About the Talk:
The Bhils of Mewar undertake a joy-filled and colourful 40-day ritual every year. The fun, jokes, humour and dance are all undertaken within a gruelling and arduous skeleton of strict even monastic austerities which are imbued with piety and reverence. This is the Gavri, danced in villages for sisters who have married away, and danced to create a cultural commons within the minutiae of every-day life, where the aims and aspirations of the dancers (Khelyas) seek the well-being of the community. Where everyday life has to deal with the urgencies of survival and livelihoods, Bhils annually regenerate their collective consciousness through celebrating and upholding universal verities and dance to themselves through the Gavri.

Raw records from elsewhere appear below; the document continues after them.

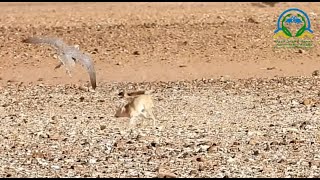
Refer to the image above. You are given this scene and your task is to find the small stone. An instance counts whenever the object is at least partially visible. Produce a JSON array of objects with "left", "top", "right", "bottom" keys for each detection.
[
  {"left": 312, "top": 70, "right": 320, "bottom": 76},
  {"left": 133, "top": 51, "right": 140, "bottom": 55},
  {"left": 51, "top": 165, "right": 60, "bottom": 170},
  {"left": 100, "top": 125, "right": 107, "bottom": 130},
  {"left": 89, "top": 159, "right": 97, "bottom": 164}
]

Date: 11 July, 2025 (Friday)
Time: 6 PM to 7:30 PM
For ages: 18 and above
Venue: Lecture Hall, L D Museum
*Tea will be served at 5:30 PM
For registration, please contact:
Call: +91-9408536883 | WhatsApp: +91-7863040584
Aditi Ghosh Mehta encountered the Gavri thirty-five years ago when she was posted as a young IAS officer in Rajasthan. Ever since then she has gone to witness the Gavri, as it travels to different villages, and documented its form, and the lifeworld of the Bhils who perform it. These three volumes are a labour of several decades, and express a devotion to this civilizational form and lived moral cosmos of a group that is otherwise well known as one of the most economically disadvantaged communities in India. Even as most Bhils find themselves working in India's precarious informal economy as daily wage labourers the Gavri still continues. These volumes are dedicated to its continuity with the prayer for the possibilities of a life fully lived, within and outside the Gavri, for the Bhils.